Neil blanched, lowering his light.
“There’s something else.” Kenn lowered his voice. “She won’t want to leave the body. You’ll have to make her.”
Neil shined his light on Samantha anyway now, mind blanking. Body?
Neil hadn’t seen Jeremy at first because his body was covered in blood, blending in with the broken cave walls. Jeremy had landed on one of the plastic tanks. He was still hanging there. Oh, God!
“Neil?”
Neil swallowed his horror. “Don’t move, Sam! Please, don’t move!”
“He knew this mountain would kill him.” Sam choked up. “And I made him come here!”
Samantha’s sobs were a torment to the men, but all they could do was listen and curse fate. Without help and equipment, they couldn’t reach her.
Kenn, aware of Morgan joining them, stepped and then slid toward the only exit he could view with his light. It was also lined in plastic shards, but most of them had been crushed and were covered in large pieces of debris that Kenn identified as stone from the radio room. It had been darker than the outer walls.
Contemplating ways to rescue
Samantha, Neil was barely aware when they’d gone.
Across the dark and bloody debris field, Samantha continued to cry.
3
Sweating and grunting, Kenn and Morgan removed the last two large stones so they could ease through the debris piles to reach the bottom level.
“We cleared a hole with those two.” Morgan pointed.
Kenn shined his light and tried hard to force a grin. “Can we give you a lift?”
Angela wanted to reward his effort at lighthearted calm, but the best she could manage was, “Get us out of here, grunt.”
The ceiling of the storage chamber had cracked and fallen in. She and Cody had cowered under a shelf and hoped they weren’t hit. Afterward, she hadn’t been strong enough to stack the broken stones for a ladder to get out.
She held Cody up so that Kenn could reach the scared boy’s arms, but Angela wasn’t in any shape to be pulled up that way.

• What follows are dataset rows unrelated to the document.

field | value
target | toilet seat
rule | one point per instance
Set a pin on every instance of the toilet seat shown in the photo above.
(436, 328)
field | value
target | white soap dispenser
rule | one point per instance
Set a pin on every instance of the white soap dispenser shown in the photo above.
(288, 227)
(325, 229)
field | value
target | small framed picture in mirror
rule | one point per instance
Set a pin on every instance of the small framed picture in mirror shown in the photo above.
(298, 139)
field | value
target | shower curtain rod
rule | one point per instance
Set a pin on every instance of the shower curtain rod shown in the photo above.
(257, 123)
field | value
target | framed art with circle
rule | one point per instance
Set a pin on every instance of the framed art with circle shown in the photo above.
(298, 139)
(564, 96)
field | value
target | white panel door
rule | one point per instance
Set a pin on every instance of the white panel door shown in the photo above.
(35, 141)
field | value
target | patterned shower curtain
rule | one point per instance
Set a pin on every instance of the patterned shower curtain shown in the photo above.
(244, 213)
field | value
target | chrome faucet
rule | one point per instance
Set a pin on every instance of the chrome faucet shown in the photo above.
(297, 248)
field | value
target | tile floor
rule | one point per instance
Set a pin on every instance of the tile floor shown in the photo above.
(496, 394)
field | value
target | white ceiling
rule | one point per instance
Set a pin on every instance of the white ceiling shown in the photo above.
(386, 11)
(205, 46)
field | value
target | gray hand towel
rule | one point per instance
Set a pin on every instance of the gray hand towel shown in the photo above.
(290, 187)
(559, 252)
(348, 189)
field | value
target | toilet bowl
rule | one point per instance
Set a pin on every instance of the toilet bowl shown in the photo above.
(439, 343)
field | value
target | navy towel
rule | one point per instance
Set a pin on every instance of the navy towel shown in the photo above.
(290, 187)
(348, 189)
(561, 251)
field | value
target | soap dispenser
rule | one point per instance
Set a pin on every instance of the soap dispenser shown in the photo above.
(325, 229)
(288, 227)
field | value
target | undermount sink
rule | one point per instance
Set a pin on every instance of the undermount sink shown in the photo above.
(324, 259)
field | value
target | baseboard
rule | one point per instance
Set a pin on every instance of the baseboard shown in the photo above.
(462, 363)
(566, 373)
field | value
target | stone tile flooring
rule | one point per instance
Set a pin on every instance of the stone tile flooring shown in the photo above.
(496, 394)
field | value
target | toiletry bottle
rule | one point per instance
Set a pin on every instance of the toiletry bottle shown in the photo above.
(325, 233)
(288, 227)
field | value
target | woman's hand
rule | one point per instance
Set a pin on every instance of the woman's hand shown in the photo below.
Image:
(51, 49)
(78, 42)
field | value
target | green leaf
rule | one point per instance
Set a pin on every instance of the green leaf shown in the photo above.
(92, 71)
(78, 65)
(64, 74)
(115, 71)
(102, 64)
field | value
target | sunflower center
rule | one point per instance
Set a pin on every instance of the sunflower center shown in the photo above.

Some of her stitches were still healing the wounds and hadn’t dissolved yet. She knew that by the way they pinched as she held Cody up. Angela chose to climb. She wouldn’t have been able to do it with Cody on her back yet, but she could handle herself.
Kenn watched as she came up the debris pile and then the wall. As soon as she was in range, he planned to grab her.
As Angela neared the top, she chose the wrong grip. The small ledge crumbled under her fingers, sending her flailing…
Kenn snatched the front of her shirt and jerked her out of the hole.
Angela screamed but didn’t struggle. When Kenn set her down, she clutched her stomach, trying not to puke.
Are you okay?! Adrian demanded. His guts had clenched into a nasty cramp that had stolen his breath.
“Fine. Keep going,” Angela interrupted Kenn’s apologies. “We’re even.”
Kenn grinned, but he’d never felt less amused. “Nice. Let’s go.”
Kenn guided them through the slippery debris, with Morgan bringing up the rear. Morgan was carrying Cody, who was staring toward the ladder with tears rolling down his dirty cheeks.
Morgan shielded the boy’s eyes as they joined Debra and Theo at the bottom of the ladder.